Cameroun : le camp national de la jeunesse 2026 forme les jeunes aux enjeux électoraux

Le gouvernement camerounais a procédé, le 4 janvier 2026, au lancement officiel de la 60e édition du camp national de la jeunesse. La cérémonie d’ouverture s’est tenue sur le campus de l’université de Yaoundé I, sous la présidence du ministre de la Jeunesse et de l’Éducation civique, Mounouna Foutsou.
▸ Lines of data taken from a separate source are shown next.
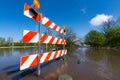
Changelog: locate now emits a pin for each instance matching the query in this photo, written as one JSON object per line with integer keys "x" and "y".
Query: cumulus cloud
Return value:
{"x": 100, "y": 19}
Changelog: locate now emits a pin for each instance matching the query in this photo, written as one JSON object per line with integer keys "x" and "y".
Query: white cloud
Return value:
{"x": 100, "y": 19}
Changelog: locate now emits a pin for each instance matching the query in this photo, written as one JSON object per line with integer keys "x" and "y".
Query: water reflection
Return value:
{"x": 104, "y": 57}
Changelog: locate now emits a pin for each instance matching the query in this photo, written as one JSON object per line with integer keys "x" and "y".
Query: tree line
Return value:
{"x": 107, "y": 36}
{"x": 70, "y": 38}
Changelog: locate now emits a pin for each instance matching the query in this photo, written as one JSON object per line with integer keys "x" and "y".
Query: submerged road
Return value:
{"x": 81, "y": 64}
Un cadre stratégique pour la cohésion sociale
Cet événement s’inscrit dans le cadre de la célébration de la fête nationale de la jeunesse, dont les activités ont débuté le 1er février. L’édition 2026 est placée sous le thème « Jeunesse au cœur des grandes espérances pour un Cameroun uni, stable et prospère ». Dans son allocution, le ministre Foutsou a présenté ce rassemblement comme un outil essentiel de promotion de l’unité nationale et de prévention des conflits.
Il a décrit le camp comme un espace républicain dédié à l’apprentissage des valeurs civiques, notamment le respect de la diversité, de la loi et de l’intérêt général. Cette initiative intervient à un moment où les autorités affirment vouloir renforcer l’implication des jeunes dans les processus décisionnels et le développement du pays.
Préparation aux rendez-vous électoraux de 2026
L’action gouvernementale vise, selon le ministre, à éveiller la conscience de la jeunesse aux fondamentaux de la démocratie. Il a souligné que celle-ci ne se limite pas à l’acte de vote, mais englobe également la culture de la paix, la tolérance et le respect des institutions. Le rejet de la manipulation, de la violence et des discours de haine a également été mis en avant.
Le thème spécifique du camp, « Changeons notre mentalité pour un futur meilleur », oriente directement la formation vers les prochains scrutins. Le ministère prépare ainsi les participants aux élections législatives et municipales prévues en 2026. L’objectif est également de les outiller pour qu’ils puissent tirer parti des programmes présidentiels annoncés pour le septennat en cours.
À l’issue de cette formation, les jeunes devraient devenir des relais éducatifs au sein de leurs communautés, notamment en période électorale. L’ambition est d’en faire des ambassadeurs des principes de paix, de civisme et d’intégration nationale.